Still, at just 4.5 percent, Minnesota has one of the lowest uninsured rates in the country. Nationwide, the uninsured rate leveled off at 8.8 percent, or 28.5 million people.
Wednesday's release took on special significance because of recent efforts by the Trump administration and Congressional Republicans to scale back the 2010 federal health insurance law, often called Obamacare. The share of uninsured people in Minnesota and nationally plummeted as the law took effect, and public officials have been waiting to see if that trend continued into 2017.
Minnesota was one of 14 states where the number of uninsured rose last year. The rate fell in three states.
This is the second study to show that health coverage is dropping in Minnesota.
A survey by the Minnesota Health Department, which used different methods, found that the uninsured rate jumped to 6.5 percent in 2017 from 4.3 percent in 2015, also the first increase since 2013.
'What is of particular concern is that the uninsurance rate increased at a time of reasonable economic prosperity,' said Stefan Gildemeister, the state's health economist at the Health Department.
Minnesota is still a long way from the 2013 uninsured rate of 8.2 percent, but the 2017 uptick comes as some components of the state's insurance system show weakening.
'I think it is significant and is something we have to watch," said Lynn Blewett, a professor at the University of Minnesota School of Public Health who studies health policy and coverage data. "The concern is that the trend is going up.'
One long-standing reason why so many Minnesotans have health insurance is that the state's employers are above average in providing the benefit to workers.
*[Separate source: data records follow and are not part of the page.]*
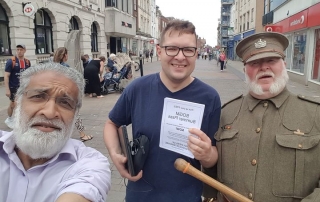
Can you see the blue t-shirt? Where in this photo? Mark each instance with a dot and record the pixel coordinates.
(15, 71)
(141, 104)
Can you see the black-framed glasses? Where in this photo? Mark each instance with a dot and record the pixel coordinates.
(39, 96)
(174, 51)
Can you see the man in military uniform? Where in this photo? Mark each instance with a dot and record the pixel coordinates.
(268, 140)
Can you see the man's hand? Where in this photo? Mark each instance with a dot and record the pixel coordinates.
(8, 92)
(71, 197)
(119, 161)
(200, 146)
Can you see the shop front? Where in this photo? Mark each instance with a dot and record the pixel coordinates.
(303, 52)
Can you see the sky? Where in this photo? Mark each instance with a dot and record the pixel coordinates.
(203, 14)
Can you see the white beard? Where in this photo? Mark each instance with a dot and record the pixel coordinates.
(35, 143)
(276, 87)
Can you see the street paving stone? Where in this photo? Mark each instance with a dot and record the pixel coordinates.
(94, 112)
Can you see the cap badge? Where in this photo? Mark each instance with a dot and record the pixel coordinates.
(260, 44)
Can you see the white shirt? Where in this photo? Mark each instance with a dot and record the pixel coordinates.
(76, 169)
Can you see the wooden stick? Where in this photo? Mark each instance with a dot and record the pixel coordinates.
(185, 167)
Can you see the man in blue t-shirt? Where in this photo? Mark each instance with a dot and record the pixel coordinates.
(14, 67)
(141, 104)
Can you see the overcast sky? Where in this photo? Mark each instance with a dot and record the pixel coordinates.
(203, 14)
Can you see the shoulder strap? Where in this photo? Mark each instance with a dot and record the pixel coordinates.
(27, 62)
(309, 99)
(234, 99)
(13, 61)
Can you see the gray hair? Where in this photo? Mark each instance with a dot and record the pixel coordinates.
(68, 72)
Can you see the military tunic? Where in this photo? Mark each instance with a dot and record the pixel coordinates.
(269, 150)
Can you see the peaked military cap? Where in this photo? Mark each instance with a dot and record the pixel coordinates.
(262, 45)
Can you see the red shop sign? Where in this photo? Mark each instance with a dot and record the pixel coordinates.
(273, 28)
(298, 21)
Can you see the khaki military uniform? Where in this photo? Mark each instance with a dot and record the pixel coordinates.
(269, 150)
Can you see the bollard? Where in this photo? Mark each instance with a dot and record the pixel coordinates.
(141, 66)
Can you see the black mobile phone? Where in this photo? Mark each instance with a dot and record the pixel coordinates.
(126, 148)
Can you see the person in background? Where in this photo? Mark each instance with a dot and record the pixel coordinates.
(38, 159)
(178, 53)
(151, 55)
(85, 60)
(93, 73)
(268, 140)
(147, 55)
(61, 57)
(14, 67)
(111, 63)
(222, 60)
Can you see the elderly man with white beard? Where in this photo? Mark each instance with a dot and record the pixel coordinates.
(268, 140)
(38, 159)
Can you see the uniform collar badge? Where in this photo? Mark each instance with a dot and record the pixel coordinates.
(260, 44)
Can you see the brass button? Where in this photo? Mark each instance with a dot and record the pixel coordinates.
(254, 162)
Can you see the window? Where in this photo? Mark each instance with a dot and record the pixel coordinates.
(125, 5)
(316, 62)
(248, 16)
(299, 48)
(5, 48)
(252, 11)
(73, 24)
(266, 6)
(94, 38)
(112, 3)
(43, 33)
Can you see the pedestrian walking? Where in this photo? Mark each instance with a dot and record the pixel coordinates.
(14, 67)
But employer coverage has shrunk gradually over the last decade as health care costs rose relentlessly.
'If this continues to soften, it creates real worry because we don't have a safety net for people [who have] a job and good income to get affordable insurance coverage,' Gildemeister said.
Another factor behind the upturn could be instability in Minnesota's individual insurance market. Although only about 5 percent of Minnesotans buy health insurance directly, the number of people buying such coverage peaked in 2015 at about 309,000 and has fallen to 162,000 as of last March.
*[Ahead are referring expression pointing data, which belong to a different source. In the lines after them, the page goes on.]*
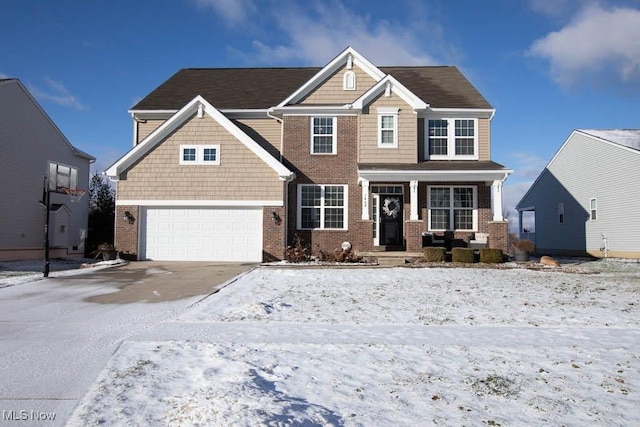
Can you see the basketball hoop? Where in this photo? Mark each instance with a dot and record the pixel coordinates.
(74, 193)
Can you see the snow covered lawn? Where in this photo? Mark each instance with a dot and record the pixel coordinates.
(398, 346)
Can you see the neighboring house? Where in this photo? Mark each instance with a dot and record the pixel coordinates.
(231, 164)
(32, 148)
(587, 200)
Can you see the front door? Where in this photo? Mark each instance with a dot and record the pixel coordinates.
(390, 214)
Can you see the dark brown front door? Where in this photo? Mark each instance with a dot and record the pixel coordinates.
(391, 220)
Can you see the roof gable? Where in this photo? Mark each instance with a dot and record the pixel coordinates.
(197, 105)
(347, 56)
(390, 84)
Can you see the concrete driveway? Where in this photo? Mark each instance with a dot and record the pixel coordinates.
(57, 334)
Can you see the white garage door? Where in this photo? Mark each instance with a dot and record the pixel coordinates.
(202, 234)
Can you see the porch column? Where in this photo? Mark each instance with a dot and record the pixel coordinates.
(413, 185)
(365, 198)
(496, 200)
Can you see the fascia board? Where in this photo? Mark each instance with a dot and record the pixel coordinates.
(456, 112)
(434, 175)
(310, 110)
(331, 68)
(396, 87)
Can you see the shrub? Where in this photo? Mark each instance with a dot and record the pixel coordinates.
(299, 252)
(525, 245)
(434, 254)
(491, 256)
(464, 255)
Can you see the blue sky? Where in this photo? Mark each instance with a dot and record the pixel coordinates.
(547, 66)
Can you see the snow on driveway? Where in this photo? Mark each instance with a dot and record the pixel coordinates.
(397, 346)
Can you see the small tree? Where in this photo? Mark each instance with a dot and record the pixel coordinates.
(102, 211)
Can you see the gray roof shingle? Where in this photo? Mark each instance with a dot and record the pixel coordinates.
(261, 88)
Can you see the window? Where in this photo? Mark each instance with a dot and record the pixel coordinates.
(452, 138)
(452, 208)
(323, 135)
(322, 207)
(199, 154)
(61, 176)
(388, 127)
(349, 81)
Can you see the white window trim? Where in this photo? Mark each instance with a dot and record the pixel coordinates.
(593, 199)
(345, 207)
(55, 173)
(388, 112)
(451, 218)
(199, 155)
(334, 144)
(451, 139)
(349, 81)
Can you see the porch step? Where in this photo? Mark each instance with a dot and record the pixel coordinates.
(391, 259)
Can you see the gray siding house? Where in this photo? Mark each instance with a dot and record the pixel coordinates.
(587, 200)
(32, 148)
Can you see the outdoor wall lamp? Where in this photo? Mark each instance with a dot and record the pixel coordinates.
(128, 217)
(276, 218)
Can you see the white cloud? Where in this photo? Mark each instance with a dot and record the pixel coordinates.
(58, 94)
(234, 12)
(598, 46)
(314, 32)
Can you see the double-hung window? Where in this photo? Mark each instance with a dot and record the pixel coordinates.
(323, 135)
(199, 154)
(452, 208)
(322, 207)
(387, 127)
(452, 139)
(62, 176)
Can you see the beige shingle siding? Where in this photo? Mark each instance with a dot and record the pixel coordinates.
(331, 90)
(146, 127)
(241, 175)
(266, 132)
(484, 139)
(407, 151)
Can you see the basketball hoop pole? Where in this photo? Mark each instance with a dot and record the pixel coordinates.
(47, 202)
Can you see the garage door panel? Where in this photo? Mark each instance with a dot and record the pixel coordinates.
(202, 234)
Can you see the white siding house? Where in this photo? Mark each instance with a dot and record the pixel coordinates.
(587, 200)
(32, 148)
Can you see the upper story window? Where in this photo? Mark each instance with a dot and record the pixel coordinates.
(322, 207)
(452, 139)
(199, 154)
(387, 127)
(62, 176)
(452, 208)
(349, 80)
(323, 135)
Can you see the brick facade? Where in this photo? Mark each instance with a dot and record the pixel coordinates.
(340, 169)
During that time, premiums spiked for 2017, driving many people away. The Legislature stepped in with rebates for some, as well as financial support for the insurance companies, actions that have helped stabilize premiums and coverage.
'The expense of medical care and the expense of insurance premiums mean that people are making decisions all the time about whether they will be covered this month or this year,' said Jim Schowalter, chief executive of the Minnesota Council of Health Plans, which represents the state's major health insurers."